An existing DirectAudit agent is online and responding however it is no longer sending data to the collector. Other agents attached to the same collector are streaming without issue.
Applies to: Centrify DirectAudit Agent 3.2.0 and below on all supported platforms
Problem: The following behavior is observed on a machine running the Centrify DirectAudit Agent. Upon running dainfo the agent is showing as connected however size of the offline store (spool) is higher than normal and not decreasing. You already attempted to restart the agent however the same behavior is observed. The offline store also has plenty of free disk space. You have other DirectAudit agents running and are spooling to the same collector without issue.
[root@server1 ~]# dainfo Pinging adclient: adclient is available Daemon status: Online Current collector: collector1.ocean.net:5063:HOST/COLLECTOR1.ocean.net@OCEAN.NET Offline store size: (>1MB) Despool rate: 0.00 Bytes/second Getting offline database information: Size on disk: (>1MB) Database filesystem use: (sufficient disk space) DirectAudit NSS module: Active User (root) audited status: Yes DirectAudit is not configured to audit individual commands.
Additionally the spool may contain critical data so it may be required to have an option to preserve the spool.
Cause: There is a known issue in the Centrify DirectAudit Agent for UNIX/ Linux where a “dirty shutdown” (another term for an improper agent shutdown) can result in the offline store becoming corrupt and the agent has no way to recover it due to the way it linearly processes the offline store files. Although the agent has a connection to the collector open since it can only stream data in the order it was recorded new session data cannot be sent to the collector.
Workaround: Use either option below depending on the importance of preserving as much of the existing session data as possible:
Option 1) The offline store is not needed and may be purged.
Option 2) The offline store is crucial and must be recovered to the extent possible.
In this situation please follow the steps in both sections below to recover the offline store:
Section A) Prepare to recover the offline store (spool)
1. Download the following attached files which are needed for this recovery process: a. Repairdbq.zip – A compressed archive containing the offline store repair utility binary for all supported DirectAudit agent platforms. b. Swapin.sh – A script to move the offline store from the temporary location used for repair operations back to the active offline store location.
Section B) Repair and move the corrupt offline store (spool) back to the active location
1. Disable DA auditing. - Run dacontrol -d
2. Close the session and login with a non-audited session (run dainfo to confirm).
3. Make sure all other sessions are closed out and there is no auditing being done on the machine.

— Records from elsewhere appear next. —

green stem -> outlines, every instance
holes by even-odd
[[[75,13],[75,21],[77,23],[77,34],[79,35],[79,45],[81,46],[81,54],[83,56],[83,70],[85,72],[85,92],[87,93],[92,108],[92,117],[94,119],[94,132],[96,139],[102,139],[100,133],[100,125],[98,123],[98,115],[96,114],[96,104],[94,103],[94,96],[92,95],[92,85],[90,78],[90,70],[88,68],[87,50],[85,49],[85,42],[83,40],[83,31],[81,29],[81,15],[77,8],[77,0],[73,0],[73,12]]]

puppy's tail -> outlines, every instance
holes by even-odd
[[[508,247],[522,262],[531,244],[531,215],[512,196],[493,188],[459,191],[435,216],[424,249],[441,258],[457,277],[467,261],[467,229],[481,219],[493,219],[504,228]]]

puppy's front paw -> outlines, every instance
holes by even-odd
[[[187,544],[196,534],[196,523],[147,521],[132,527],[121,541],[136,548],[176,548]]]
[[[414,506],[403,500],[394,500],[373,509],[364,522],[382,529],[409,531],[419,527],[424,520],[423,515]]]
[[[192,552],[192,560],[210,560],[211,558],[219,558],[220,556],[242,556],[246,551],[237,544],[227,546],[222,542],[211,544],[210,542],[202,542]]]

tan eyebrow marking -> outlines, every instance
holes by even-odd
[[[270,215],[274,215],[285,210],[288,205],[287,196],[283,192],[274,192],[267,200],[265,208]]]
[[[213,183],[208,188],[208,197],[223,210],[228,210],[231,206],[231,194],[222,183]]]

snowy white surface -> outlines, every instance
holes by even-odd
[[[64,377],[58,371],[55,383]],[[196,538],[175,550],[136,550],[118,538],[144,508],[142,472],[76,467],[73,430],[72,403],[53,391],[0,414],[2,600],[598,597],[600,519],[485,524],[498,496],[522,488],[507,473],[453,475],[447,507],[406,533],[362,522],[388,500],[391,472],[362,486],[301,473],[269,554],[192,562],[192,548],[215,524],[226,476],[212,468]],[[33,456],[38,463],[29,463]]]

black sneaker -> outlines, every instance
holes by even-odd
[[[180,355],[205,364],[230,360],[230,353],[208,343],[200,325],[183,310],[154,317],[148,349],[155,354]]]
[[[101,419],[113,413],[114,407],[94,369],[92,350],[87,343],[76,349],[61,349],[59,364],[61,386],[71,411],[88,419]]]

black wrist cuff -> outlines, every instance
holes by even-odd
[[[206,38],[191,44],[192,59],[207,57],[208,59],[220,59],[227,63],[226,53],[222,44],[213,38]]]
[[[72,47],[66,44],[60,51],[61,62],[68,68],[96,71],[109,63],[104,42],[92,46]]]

4. Backup the old DBQC (/var/centrifyda/spool-dbqc-bak) to another location as a precaution (you may perform this prior to step 1 to minimize downtime). - For example - cp /var/centrifyda/spool-dbqc /var/centrifyda/spool-dbqc-bak
5. Copy the repairdbq utility to the old DBQC (/var/centrifyda/spool-dbqc-bak) folder and run repairdbq to ensure it will stream once merged into the active spool: Run: sudo ./repairdbq /var/centrifyda/spool-dbqc-bak/* - Please note the * at the end as the utility will repair one file at a time - If a file is repaired, the original copy is kept in /var/centrifyda/dbqc-tmp/, with ".bak" at the end of filename. - DBQ files may become much smaller after repair so expect this especially for the low #'s. This is because a DBQ file may be sparse and the utility removes empty spaces. - Finally if a file does not need repairing, the original file is left untouched.
Before proceeding verify you have the following: (1) /var/centrifyda/spool-dbqc-bak/*. The DBQ files are all repaired. (2) /var/centrifyda/spool-dbqc/* is being used using by the DA agent (check for recent files).
6. Stop the DirectAudit agent (dad) - Stop dad by running system tools (e.g, /etc/init.d/centrifyda stop or dastop), Do Not run the kill -9 command on the dad process as this is equivalent of a "dirty shutdown".
7. Backup /var/centrifyda/spool-dbqc - Another precaution
8. Copy and run the swapin script (from any location) as root: ./swapin.sh /var/centrifyda/spool-dbqc-bak /var/centrifyda/spool-dbqc - The script will print the commands it uses to move and rename the DBQC files. - When everything is done correctly it prints "DONE".
9. Enable DirectAudit auditing - Run dacontrol -e
10. Start dad - Start dad by running system tools (e.g, /etc/init.d/centrifyda start or dastart)
Resolution: The condition which can result in a corrupted offline store after a “dirty shutdown” has been addressed in Centrify Suite 2014.1 (DirectAudit Agent version 3.2.1). Please upgrade to this version (and corresponding DirectControl version) to decrease the risk of a corrupted spool occurring again on your system.
As a best practice where possible we recommend upgrading the DirectAudit agent prior to repairing the spool first so the system has all the latest bug fixes including the new added dirty shutdown protection features.